Now let us look at the museum itself, it is a double-storey mansion that used to belong to a Chinese towkay who sold it to the government. Then it was used as a government agency before being reverted into a museum a number of years ago.
The museum occupies a very large area that consists of an external exhibition shelter that holds an old timber truck, rusty mining equipment, a boat with splintered wood and a small plantation train. There are also two very rusty military vehicles, a Ferret Scout Car and a White Armoured Personnel Carrier, exposed to the elements with no shelter.
The moment you step into the museum the visitor is confronted by…emptiness. Now that is just the beginning, I have not told you about the pictures with no labels, the exhibits with no information and the total absence of any curator or assistant who will be able to explain anything in English to a foreign visitor. The second floor is a little better, the exhibits have been touched up to an extent, lighting is better and the exhibits are well labelled by Malaysian standards.
Whereas the walls at the ground floor are just bare brown carpets, up here is where many, many years ago an NGO called Ipohworld held the most successful exhibition in the museum ever organised by a visionary, Commander (R) Ian Anderson RN (Royal Navy), who had made Ipoh his home. In a matter of four weeks the Ipohworld exhibition surpassed the number of visitors that had ever visited the museum since its opening.

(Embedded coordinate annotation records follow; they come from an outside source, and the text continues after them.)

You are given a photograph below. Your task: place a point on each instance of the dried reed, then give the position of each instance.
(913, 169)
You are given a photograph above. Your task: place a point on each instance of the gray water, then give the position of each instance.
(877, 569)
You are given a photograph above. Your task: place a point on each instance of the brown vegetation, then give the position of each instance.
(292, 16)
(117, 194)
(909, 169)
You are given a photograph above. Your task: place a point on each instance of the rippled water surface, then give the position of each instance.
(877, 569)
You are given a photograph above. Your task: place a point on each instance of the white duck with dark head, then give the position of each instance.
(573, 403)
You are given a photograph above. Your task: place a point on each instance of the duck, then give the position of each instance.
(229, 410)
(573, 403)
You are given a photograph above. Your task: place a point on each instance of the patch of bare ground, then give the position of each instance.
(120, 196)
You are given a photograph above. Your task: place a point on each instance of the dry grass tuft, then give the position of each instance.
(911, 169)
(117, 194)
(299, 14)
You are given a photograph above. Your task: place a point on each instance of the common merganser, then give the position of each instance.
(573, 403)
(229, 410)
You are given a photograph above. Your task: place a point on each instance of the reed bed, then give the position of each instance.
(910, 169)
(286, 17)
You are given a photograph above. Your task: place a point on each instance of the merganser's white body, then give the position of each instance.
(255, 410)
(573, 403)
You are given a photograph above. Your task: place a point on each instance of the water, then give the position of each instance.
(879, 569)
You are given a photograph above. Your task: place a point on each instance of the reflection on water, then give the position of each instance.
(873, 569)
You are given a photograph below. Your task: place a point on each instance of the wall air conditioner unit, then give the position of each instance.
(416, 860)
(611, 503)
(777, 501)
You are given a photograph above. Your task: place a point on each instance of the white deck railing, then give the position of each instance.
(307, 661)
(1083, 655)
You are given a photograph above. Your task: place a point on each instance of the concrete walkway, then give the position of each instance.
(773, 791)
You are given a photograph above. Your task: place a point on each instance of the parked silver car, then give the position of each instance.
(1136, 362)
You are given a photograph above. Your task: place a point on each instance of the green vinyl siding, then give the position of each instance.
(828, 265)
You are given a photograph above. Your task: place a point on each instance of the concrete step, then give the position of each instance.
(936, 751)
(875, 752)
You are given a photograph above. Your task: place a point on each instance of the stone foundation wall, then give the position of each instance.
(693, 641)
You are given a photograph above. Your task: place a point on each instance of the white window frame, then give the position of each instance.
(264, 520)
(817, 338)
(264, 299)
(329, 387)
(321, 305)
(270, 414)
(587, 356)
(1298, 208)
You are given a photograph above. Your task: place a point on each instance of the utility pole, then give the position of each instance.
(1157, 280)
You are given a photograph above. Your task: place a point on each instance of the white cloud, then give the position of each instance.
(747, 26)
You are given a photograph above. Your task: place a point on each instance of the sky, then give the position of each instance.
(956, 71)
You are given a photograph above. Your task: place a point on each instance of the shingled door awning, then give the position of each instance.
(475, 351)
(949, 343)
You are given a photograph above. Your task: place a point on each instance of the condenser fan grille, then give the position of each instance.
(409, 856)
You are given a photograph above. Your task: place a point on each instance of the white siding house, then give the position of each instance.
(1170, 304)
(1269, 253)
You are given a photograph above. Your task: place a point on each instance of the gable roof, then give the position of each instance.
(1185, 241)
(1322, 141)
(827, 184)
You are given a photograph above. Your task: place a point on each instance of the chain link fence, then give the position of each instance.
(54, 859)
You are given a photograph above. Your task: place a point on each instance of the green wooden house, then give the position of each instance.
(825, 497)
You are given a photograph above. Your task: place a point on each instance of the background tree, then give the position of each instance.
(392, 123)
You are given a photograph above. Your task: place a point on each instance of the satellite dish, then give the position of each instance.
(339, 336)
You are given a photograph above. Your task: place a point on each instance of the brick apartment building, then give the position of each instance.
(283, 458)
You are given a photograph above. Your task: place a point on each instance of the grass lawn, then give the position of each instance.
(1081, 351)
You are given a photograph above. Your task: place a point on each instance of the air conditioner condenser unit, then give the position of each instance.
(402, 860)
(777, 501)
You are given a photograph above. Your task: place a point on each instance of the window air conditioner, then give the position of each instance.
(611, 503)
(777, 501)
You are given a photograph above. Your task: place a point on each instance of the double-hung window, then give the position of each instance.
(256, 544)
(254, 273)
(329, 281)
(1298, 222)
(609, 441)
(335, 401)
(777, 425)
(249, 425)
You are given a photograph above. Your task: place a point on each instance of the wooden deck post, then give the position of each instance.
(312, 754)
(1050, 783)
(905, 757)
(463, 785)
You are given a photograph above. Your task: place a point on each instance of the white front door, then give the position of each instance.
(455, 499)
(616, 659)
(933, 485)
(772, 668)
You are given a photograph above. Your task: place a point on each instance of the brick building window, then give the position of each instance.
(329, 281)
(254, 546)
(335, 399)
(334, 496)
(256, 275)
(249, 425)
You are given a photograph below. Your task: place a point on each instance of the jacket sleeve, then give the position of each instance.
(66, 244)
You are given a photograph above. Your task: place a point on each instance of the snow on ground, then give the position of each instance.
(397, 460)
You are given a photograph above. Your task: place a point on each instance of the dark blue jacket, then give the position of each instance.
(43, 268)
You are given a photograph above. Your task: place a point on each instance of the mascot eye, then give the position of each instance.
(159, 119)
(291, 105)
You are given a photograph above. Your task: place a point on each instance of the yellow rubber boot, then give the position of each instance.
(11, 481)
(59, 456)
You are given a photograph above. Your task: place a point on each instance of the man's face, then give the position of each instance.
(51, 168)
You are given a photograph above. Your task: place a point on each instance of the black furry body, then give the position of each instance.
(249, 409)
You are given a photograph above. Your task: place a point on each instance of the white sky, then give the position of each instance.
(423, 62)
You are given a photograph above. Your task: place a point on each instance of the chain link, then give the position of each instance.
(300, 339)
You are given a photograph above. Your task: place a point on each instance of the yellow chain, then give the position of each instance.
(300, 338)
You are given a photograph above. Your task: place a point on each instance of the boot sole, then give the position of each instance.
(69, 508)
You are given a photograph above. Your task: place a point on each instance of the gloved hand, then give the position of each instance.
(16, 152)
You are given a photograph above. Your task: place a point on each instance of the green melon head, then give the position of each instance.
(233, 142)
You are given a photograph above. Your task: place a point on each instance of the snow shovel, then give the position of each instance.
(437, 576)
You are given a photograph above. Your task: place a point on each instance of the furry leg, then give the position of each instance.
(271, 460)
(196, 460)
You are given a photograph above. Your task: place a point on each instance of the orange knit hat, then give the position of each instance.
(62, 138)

Now, back to my question, how is the museum showcasing the history of us Ipohites? Ipohworld showed us our grandparents, it even showed us when we were young, it presented to us the trades of our forefathers and how our ancestors moved, and how Ipoh was and is. Now dear reader isn’t that what history is all about? What does the current museum contain? Does it show us how it was? And what were the stories behind the exhibits? Does it depict the traders and their wares of yesteryears?
Now, what will the impression of a foreign guest be when he visits the museum? Never mind the museum toilet for now. I would like to suggest that if the State of this great land is not capable of guarding, conserving and preserving its history it will be better to either bulldoze down the museum and build a food court in place or let a private NGO like Ipohworld run it for the sake of Perak Darul Ridzuan.